Abstract
Brazilian educator and philosopher Paulo Freire has been defined by the famous Swiss educator Pierre Furter as “a myth in his own lifetime.” He has become an outstanding figure in the academic world for his unique combination of theory with practical experience in the field of adult education. Freire became famous in the early sixties for his powerful method for literacy training, but his writings went beyond mere techniques for literacy training and became a landmark for critical pedagogy all over the world.
His personal involvement with important literacy campaigns and innovative experiences in adult education in the Third World (Brazil prior to 1964, Chile, Nicaragua, Guinea-Bissau, Sao Tome, Cabo Verde, Principe, and Tanzania) have brought unique insights into very complex matters. His writing has impacted women's and worker's education in Europe, even as a source of contradiction, and his new analyses on the role of liberating pedagogy in the industrially advanced societies (see his books with Ira Shor and Donaldo Macedo) are currently important subject for debate and pedagogical thinking. It will not be an exaggeration to say that as John Dewey was the dominant figure in pedagogy in the first half of the century, Paulo Freire has been the catalyst, if not the prime “animateur,” for pedagogical innovation and change in the second half of this century.
Freire has received several doctorates, awards, and prizes for his work, including the UNESCO Peace Prize in 1987. In 1985 he and his late wife, Elza, received the Prize for Christian Educators in the United States.
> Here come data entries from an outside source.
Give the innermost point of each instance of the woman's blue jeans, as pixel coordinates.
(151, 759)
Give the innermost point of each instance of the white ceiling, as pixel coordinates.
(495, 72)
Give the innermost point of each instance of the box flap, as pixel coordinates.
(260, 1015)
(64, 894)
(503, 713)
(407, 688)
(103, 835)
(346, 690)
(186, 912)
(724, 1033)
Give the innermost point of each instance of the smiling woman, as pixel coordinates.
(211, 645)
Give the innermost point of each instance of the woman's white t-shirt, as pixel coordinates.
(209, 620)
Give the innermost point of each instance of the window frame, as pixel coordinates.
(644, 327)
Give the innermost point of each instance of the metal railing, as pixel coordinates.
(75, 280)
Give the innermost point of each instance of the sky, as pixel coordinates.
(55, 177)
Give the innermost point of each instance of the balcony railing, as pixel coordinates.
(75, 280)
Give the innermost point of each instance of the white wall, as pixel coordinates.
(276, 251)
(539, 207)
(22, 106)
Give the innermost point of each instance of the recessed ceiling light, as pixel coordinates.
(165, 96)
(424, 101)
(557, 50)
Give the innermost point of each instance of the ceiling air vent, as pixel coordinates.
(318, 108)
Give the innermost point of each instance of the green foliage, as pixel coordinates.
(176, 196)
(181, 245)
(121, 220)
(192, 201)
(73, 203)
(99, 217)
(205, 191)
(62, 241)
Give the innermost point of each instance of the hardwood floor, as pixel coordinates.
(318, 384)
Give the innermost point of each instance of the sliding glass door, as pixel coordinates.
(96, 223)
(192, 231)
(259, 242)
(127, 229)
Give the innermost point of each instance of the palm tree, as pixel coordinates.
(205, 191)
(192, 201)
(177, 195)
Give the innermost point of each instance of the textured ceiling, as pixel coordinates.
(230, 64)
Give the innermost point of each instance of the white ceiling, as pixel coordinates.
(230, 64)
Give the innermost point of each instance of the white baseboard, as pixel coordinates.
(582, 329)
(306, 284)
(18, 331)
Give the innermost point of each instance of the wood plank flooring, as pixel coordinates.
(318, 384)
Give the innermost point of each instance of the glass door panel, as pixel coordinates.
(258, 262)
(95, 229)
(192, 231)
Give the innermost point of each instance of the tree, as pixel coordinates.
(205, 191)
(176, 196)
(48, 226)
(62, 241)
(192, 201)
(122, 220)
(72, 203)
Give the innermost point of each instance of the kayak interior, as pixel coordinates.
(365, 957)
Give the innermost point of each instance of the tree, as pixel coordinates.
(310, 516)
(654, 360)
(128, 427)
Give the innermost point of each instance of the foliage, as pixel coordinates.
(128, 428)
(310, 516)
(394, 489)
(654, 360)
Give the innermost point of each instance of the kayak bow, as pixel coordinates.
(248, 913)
The importance of his work is expressed in the fact that his most important books (Pedagogy of the Oppressed, Education for Critical Consciousness, Pedagogy in Process: Letters from Guinea Bissau) have been translated into many languages including German, Italian, Spanish, Korean, Japanese, and French. Some of them, notably Pedagogy of the Oppressed, have more than 35 reprints in Spanish, 19 in Portuguese, and 12 in English.